The trouble here is that I don't think these numbers mean what people think they mean.

The first, most important caveat is that the bulk load demo is not doing any bulk loading of different data. It's just a demo for how to implement the feature/API calls in a shipping piece of software. There is just a single model and (as far as I can see) two textures for that model which are batch loaded multiple times in a (presumably) single request.

As a result there are several things that stand out to me:
  • The whole programme, plus model and textures, clocks in around 30-40 MB, at most.
  • Many SSDs use a DRAM read cache. Some do not.
  • System RAM is still used in this demo.
So, what is actually being measured here?
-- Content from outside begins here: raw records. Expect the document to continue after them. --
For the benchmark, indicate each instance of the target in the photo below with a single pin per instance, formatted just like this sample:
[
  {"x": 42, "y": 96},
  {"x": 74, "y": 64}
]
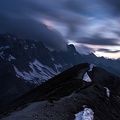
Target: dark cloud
[
  {"x": 84, "y": 49},
  {"x": 99, "y": 40},
  {"x": 108, "y": 50},
  {"x": 18, "y": 17},
  {"x": 114, "y": 5},
  {"x": 30, "y": 9}
]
It's certainly not moving 8 GB of data into the VRAM (based on my 16 GB buffer). What it is doing is moving the repeatedly requested compressed files into RAM and then shoving them onto the VRAM/GPU for decompression.

Seems my SN750 and RAM are working at the correct bandwidth... but what's with that VRAM value?

It's easy to show huge bandwidth numbers when you're taking the final uncompressed number. First off, the numbers reported are just theoretical - it's the amount of data that is moved divided by the amount of time to move the compressed data and uncompress it. If we wanted to be more accurate, the values should be labelled "effective" instead of presenting them as an absolute number.

My own calculations put the actual amount of data transferred from the storage device to be around 2.4 GB (taken as an average across three different drives). If you have a smaller VRAM quantity, then the number of textures transferred is adjusted appropriately - so my RTX 3070 sees only 2560 textures transferred, for example.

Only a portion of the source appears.